Minister of Food, Agriculture and Forestry
- In office 20 September 1949 – 20 October 1953
- Chancellor: Konrad Adenauer
- Preceded by: Office established
- Succeeded by: Heinrich Lübke

Member of the Bundestag; for Donauwörth;
- In office 30 May 1951 – 6 October 1953
- Preceded by: Martin Loibl
- Succeeded by: Philipp Meyer

Personal details
- Born: 24 September 1887 Traunstein, Germany
- Died: 12 April 1957 (aged 69) Munich, West Germany
- Party: Christian Social Union (1946–1957)
- Other political affiliations: BVP (before 1933)
- Education: TU Munich

= Wilhelm Niklas =

German politician (1887–1957)

Wilhelm Niklas (24 September 1887 – 12 April 1957) was a German academic and politician, who was the first minister of food, agriculture and forestry in Konrad Adenauer's first cabinet.

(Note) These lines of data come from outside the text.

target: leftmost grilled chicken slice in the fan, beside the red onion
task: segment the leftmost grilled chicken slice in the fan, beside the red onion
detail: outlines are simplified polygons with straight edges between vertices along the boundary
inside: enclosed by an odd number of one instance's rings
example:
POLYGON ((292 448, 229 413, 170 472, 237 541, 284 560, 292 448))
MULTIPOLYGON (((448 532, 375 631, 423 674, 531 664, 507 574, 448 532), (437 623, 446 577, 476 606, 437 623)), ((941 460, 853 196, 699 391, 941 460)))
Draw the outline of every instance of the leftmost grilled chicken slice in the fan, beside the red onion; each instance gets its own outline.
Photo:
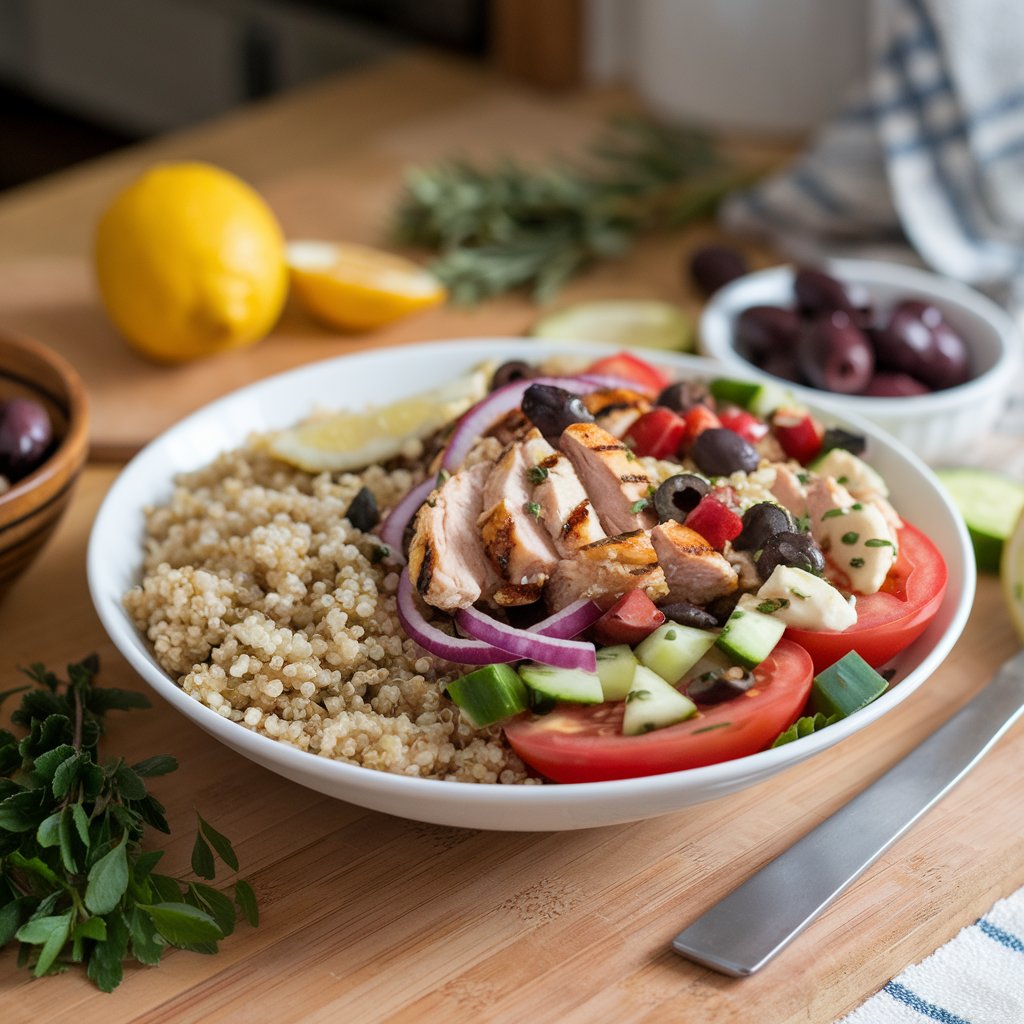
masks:
POLYGON ((476 532, 489 472, 489 464, 480 464, 450 476, 417 514, 409 571, 435 608, 468 608, 494 575, 476 532))

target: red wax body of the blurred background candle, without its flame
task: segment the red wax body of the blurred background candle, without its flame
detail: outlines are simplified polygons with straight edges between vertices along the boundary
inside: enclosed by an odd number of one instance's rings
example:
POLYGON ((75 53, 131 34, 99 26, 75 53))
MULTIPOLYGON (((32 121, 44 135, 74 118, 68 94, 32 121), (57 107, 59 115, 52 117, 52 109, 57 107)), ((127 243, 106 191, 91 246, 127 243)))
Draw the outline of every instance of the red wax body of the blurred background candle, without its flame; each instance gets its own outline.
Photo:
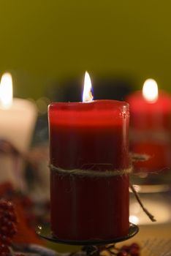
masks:
POLYGON ((147 154, 145 162, 134 163, 137 171, 165 171, 171 167, 171 97, 159 91, 156 102, 148 102, 137 91, 127 99, 130 105, 131 151, 147 154))

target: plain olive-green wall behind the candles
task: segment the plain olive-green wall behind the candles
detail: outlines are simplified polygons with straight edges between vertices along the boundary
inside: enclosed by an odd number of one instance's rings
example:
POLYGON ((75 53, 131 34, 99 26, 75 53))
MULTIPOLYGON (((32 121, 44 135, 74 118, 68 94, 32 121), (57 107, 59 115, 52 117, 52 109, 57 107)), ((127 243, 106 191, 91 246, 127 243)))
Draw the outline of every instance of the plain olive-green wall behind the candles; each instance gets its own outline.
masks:
POLYGON ((169 0, 0 0, 0 75, 34 99, 86 69, 171 91, 170 13, 169 0))

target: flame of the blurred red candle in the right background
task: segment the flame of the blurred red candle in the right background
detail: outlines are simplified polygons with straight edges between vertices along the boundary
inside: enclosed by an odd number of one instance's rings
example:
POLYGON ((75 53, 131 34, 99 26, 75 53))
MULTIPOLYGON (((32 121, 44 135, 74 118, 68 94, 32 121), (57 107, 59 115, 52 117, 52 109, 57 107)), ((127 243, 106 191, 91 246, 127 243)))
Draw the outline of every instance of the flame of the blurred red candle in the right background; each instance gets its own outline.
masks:
POLYGON ((158 86, 155 80, 148 79, 142 87, 142 95, 150 103, 156 102, 158 99, 158 86))

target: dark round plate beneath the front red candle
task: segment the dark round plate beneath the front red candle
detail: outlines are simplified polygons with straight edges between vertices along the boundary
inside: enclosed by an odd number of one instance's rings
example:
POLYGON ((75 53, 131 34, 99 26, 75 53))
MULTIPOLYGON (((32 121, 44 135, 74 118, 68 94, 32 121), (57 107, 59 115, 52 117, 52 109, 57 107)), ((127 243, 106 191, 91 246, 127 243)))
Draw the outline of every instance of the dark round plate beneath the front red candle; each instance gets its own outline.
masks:
POLYGON ((81 246, 93 246, 93 245, 104 245, 104 244, 115 244, 121 241, 126 241, 129 238, 132 238, 135 236, 139 231, 139 227, 137 225, 134 225, 132 223, 129 223, 129 233, 127 236, 122 236, 118 238, 113 238, 110 240, 83 240, 83 241, 74 241, 74 240, 61 240, 53 236, 51 229, 50 229, 50 223, 38 225, 36 227, 36 233, 40 237, 52 241, 56 244, 69 244, 69 245, 81 245, 81 246))

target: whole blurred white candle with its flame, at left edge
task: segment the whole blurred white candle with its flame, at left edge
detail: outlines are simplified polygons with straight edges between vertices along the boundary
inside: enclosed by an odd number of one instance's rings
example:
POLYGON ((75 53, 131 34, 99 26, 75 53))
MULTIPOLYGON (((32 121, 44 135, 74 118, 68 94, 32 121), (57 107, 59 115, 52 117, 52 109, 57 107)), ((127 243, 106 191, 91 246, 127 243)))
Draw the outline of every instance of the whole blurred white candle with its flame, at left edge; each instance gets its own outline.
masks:
MULTIPOLYGON (((32 102, 27 99, 12 99, 12 77, 5 73, 0 84, 0 140, 6 140, 21 153, 26 153, 31 143, 36 118, 37 109, 32 102)), ((24 187, 22 159, 18 161, 16 157, 14 159, 10 155, 1 154, 0 171, 1 174, 3 172, 3 179, 0 176, 0 182, 9 181, 18 189, 24 187)))

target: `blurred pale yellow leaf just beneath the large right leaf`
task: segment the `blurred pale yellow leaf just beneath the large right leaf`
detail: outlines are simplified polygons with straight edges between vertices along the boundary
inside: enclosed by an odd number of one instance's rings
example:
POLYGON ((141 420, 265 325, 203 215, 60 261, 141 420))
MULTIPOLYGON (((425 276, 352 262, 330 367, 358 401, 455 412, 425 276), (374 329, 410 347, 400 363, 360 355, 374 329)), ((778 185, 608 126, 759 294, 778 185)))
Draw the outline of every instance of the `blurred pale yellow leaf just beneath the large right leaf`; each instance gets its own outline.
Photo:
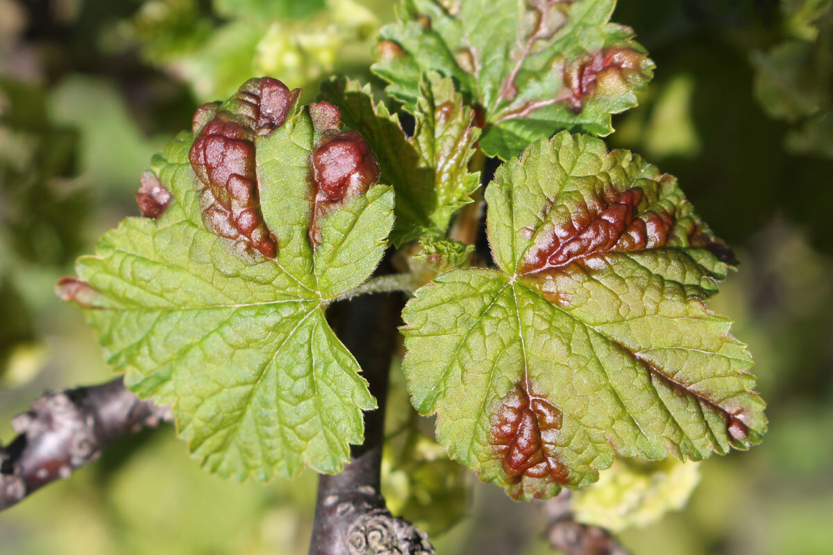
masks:
POLYGON ((686 505, 700 482, 698 467, 676 458, 658 463, 617 458, 598 483, 573 495, 576 520, 614 533, 654 523, 686 505))

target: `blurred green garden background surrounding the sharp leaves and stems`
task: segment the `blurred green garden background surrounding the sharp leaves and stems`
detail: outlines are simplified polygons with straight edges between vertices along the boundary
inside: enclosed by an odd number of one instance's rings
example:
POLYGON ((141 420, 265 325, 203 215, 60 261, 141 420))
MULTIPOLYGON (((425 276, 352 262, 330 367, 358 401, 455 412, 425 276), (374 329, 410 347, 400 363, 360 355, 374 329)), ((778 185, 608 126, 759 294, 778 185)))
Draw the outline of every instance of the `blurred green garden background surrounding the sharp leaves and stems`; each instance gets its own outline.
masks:
MULTIPOLYGON (((0 438, 43 389, 111 377, 52 284, 137 215, 152 153, 248 77, 307 99, 331 73, 371 80, 391 3, 0 0, 0 438)), ((760 447, 687 469, 679 499, 663 491, 644 510, 684 508, 621 538, 639 555, 833 553, 831 0, 626 0, 614 20, 634 27, 657 71, 608 141, 678 176, 736 248, 740 271, 713 306, 751 344, 771 422, 760 447)), ((431 424, 415 421, 400 380, 391 405, 386 492, 434 532, 438 553, 551 553, 540 503, 513 503, 447 461, 416 432, 431 424)), ((652 487, 631 470, 616 480, 652 487)), ((0 554, 306 553, 315 481, 226 482, 169 427, 146 431, 0 514, 0 554)))

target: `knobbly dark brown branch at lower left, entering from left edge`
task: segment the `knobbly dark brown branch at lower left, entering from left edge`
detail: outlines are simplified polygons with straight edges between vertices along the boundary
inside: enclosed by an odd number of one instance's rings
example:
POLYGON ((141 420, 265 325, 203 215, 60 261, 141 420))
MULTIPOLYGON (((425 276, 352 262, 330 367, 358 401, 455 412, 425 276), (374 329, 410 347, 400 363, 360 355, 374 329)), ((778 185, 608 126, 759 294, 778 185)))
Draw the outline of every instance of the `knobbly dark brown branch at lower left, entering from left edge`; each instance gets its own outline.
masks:
POLYGON ((44 394, 12 420, 20 435, 0 447, 0 510, 68 478, 119 436, 170 419, 167 407, 137 399, 121 378, 44 394))

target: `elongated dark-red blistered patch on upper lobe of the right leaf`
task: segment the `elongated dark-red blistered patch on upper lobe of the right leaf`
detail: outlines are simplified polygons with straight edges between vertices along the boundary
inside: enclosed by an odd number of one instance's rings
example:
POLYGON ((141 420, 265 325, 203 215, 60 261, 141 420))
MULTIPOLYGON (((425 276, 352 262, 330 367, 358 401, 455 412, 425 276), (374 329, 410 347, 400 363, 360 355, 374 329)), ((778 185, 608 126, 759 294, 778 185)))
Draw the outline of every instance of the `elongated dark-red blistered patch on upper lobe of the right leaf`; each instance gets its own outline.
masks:
POLYGON ((526 251, 518 271, 532 275, 564 269, 577 260, 609 251, 651 249, 666 245, 675 218, 667 212, 637 216, 640 188, 608 192, 591 205, 574 208, 550 233, 542 233, 526 251))

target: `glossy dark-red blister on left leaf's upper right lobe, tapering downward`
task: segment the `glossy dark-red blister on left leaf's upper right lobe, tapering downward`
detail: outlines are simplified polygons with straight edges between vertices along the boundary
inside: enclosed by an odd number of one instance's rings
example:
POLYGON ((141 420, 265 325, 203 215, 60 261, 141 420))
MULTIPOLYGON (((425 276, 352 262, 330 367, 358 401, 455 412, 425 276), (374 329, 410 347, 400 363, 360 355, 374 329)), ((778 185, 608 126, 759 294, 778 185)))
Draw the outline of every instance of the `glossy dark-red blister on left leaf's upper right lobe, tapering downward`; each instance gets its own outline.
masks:
POLYGON ((376 155, 357 131, 325 133, 312 151, 314 201, 309 240, 321 244, 323 216, 361 196, 379 181, 376 155))

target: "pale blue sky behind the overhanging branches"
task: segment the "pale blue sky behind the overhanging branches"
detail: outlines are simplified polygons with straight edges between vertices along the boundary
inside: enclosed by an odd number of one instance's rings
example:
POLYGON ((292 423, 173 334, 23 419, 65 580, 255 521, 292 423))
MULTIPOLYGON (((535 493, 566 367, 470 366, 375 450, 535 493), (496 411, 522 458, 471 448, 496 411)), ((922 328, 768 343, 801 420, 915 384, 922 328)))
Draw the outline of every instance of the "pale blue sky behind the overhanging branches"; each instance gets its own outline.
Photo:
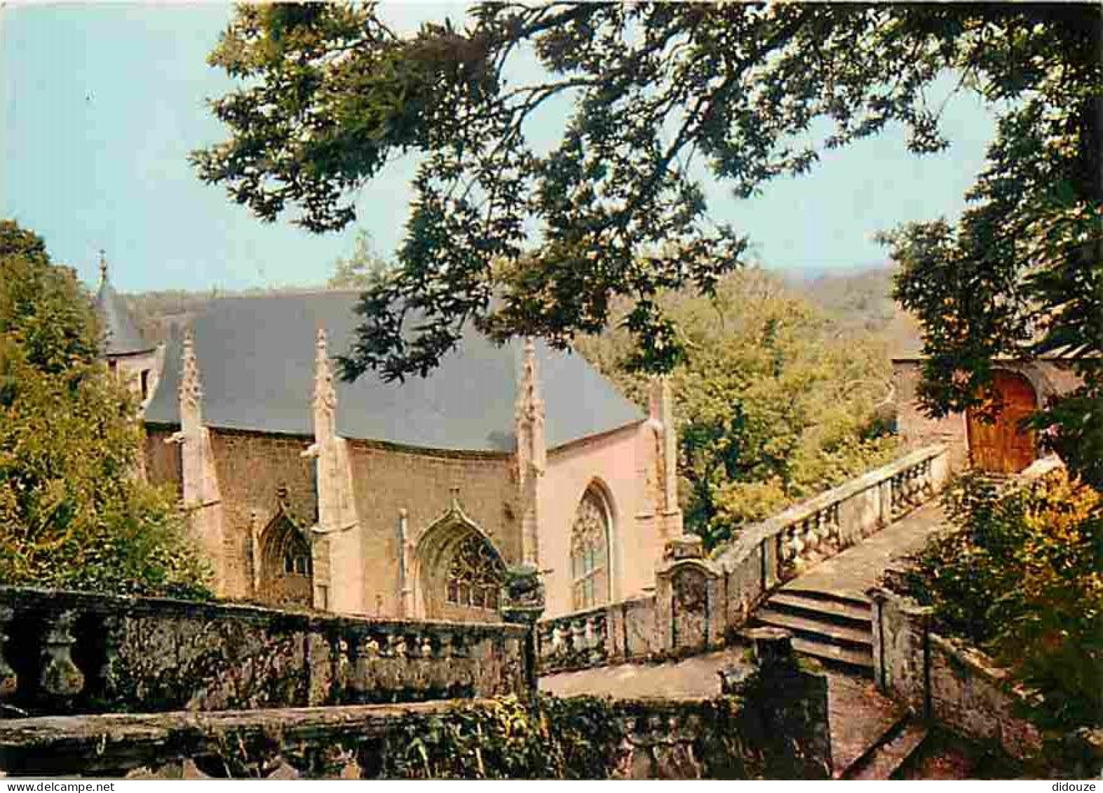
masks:
MULTIPOLYGON (((453 18, 459 3, 385 6, 396 26, 453 18)), ((97 276, 107 250, 124 291, 320 283, 352 248, 355 228, 312 235, 263 224, 206 186, 188 152, 222 140, 204 97, 228 87, 206 65, 231 15, 224 4, 0 8, 0 217, 46 239, 55 260, 97 276)), ((751 236, 763 264, 786 269, 876 265, 872 234, 955 217, 993 132, 971 96, 947 106, 949 151, 918 158, 892 130, 827 152, 813 173, 750 201, 708 189, 713 215, 751 236)), ((358 226, 389 254, 403 234, 409 163, 358 200, 358 226)))

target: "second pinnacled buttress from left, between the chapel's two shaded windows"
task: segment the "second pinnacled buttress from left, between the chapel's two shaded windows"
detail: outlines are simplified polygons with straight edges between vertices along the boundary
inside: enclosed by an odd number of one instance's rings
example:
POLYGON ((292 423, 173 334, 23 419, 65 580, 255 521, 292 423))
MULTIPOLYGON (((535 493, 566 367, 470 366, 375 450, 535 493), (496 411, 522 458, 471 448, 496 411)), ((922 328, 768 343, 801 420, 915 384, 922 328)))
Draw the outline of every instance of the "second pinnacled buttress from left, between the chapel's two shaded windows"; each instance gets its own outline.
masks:
MULTIPOLYGON (((349 471, 349 450, 336 432, 338 395, 325 329, 318 330, 314 358, 314 443, 318 480, 315 545, 325 557, 314 565, 314 608, 367 613, 363 549, 349 471), (318 542, 319 539, 322 542, 318 542), (321 574, 321 575, 319 575, 321 574)), ((317 556, 317 554, 315 554, 317 556)))

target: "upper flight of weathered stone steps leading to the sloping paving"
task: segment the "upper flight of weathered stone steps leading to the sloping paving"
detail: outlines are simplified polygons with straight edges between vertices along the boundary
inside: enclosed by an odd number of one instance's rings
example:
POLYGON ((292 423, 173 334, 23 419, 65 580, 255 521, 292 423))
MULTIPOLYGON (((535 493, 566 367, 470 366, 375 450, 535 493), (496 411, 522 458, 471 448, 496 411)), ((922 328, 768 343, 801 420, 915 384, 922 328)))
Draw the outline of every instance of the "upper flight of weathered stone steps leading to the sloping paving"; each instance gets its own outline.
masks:
POLYGON ((754 623, 784 628, 793 649, 826 666, 872 677, 872 604, 865 598, 779 589, 754 612, 754 623))

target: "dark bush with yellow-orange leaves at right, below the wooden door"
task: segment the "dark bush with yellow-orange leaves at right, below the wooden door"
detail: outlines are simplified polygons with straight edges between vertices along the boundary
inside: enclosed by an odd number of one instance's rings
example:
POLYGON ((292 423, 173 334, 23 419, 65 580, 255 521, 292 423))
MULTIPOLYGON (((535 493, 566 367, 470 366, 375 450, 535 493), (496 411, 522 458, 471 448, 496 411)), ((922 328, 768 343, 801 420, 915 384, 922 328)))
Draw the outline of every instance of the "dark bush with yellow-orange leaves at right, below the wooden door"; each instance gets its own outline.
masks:
POLYGON ((1062 471, 997 493, 964 479, 947 494, 956 531, 890 585, 992 652, 1045 695, 1063 727, 1103 724, 1103 499, 1062 471))

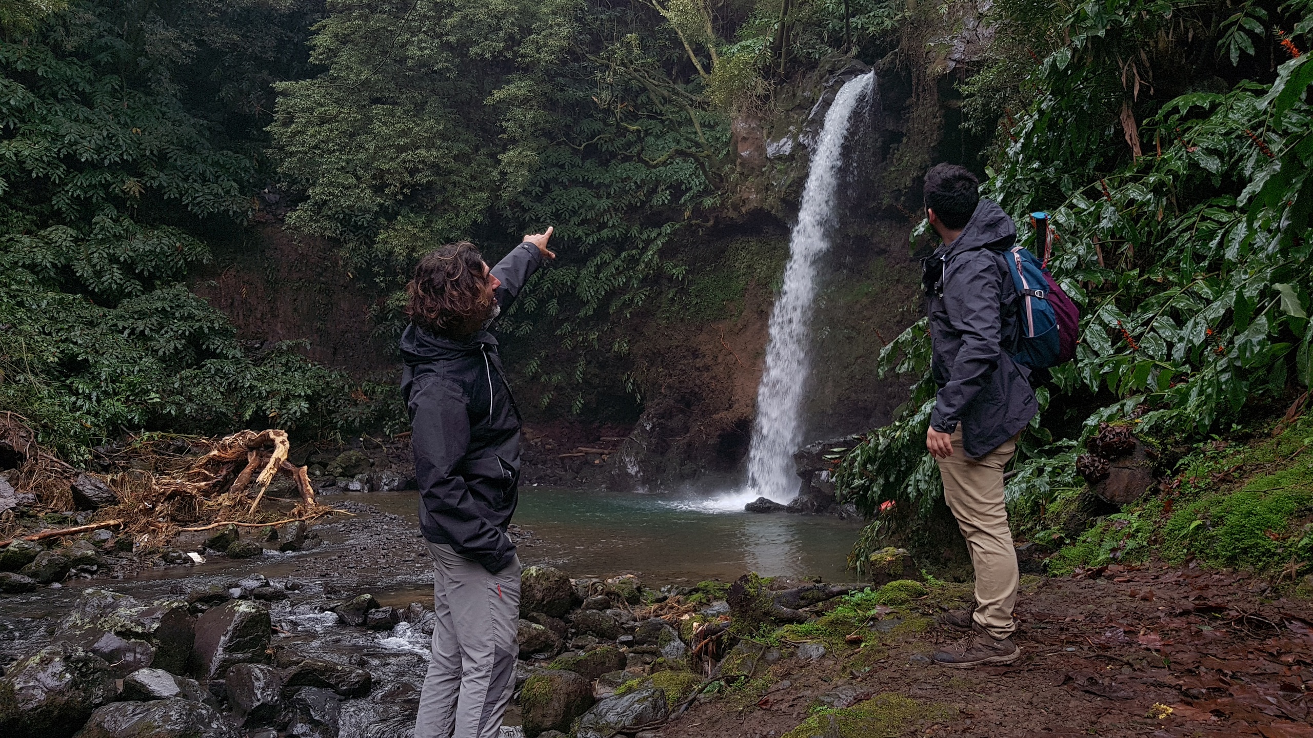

==Early life and education==
Niklas was born in Traunstein, southern Bavaria, on 24 September 1887. He studied law and political science for two semesters, and then he studied agriculture and veterinary medicine. He graduated from the Technical University of Munich with a degree in veterinary medicine. In 1914, he received a PhD in veterinary science with the thesis "The development of the Bavarian cattle insurance office in the first 15 years of its existence".

==Career==
Niklas began his career at his alma mater as a research assistant and worked there until 1912. Then he moved to state veterinary service. He was the department chief for livestock breeding and animal products in the Bavarian ministry of agriculture from 1925 until 1935 when he was fired by the Nazis. Then he dealt with the management of large estates, and bought and ran a farm in southern Bavaria. He was a member of the Bavarian People's Party before 1933. From 1945 to 1947 he was the state secretary at the Bavarian ministry of food, agriculture and forestry. He was a member of the Christian Social Union in Bavaria (CSU) which he joined in 1946. From 1947 to 1949 he served as the deputy director of the department for food, agriculture and forestry at the united economic area. He was also an academic and became professor at the Veterinary Faculty of the Ludwig-Maximilians-Universität München in 1947.

From 1948 to 1949, he was the deputy director of the Bizonal food and agriculture administration. He served as the minister of food, agriculture and forestry in the cabinet led by Konrad Adenauer. Niklas was in office from 20 September 1949 to 20 October 1953. He was replaced by Heinrich Lübke in the post. In a May 1951 by-election in Bavaria, he was elected to the Bundestag.

==Personal life and death==
Niklas was a Catholic. He died in Munich on 12 April 1957 due to complications following a car accident.

==Legacy==
The federal ministry of agriculture has been awarding "Professor-Niklas-Medal” for his memory. It is the highest award given by the ministry.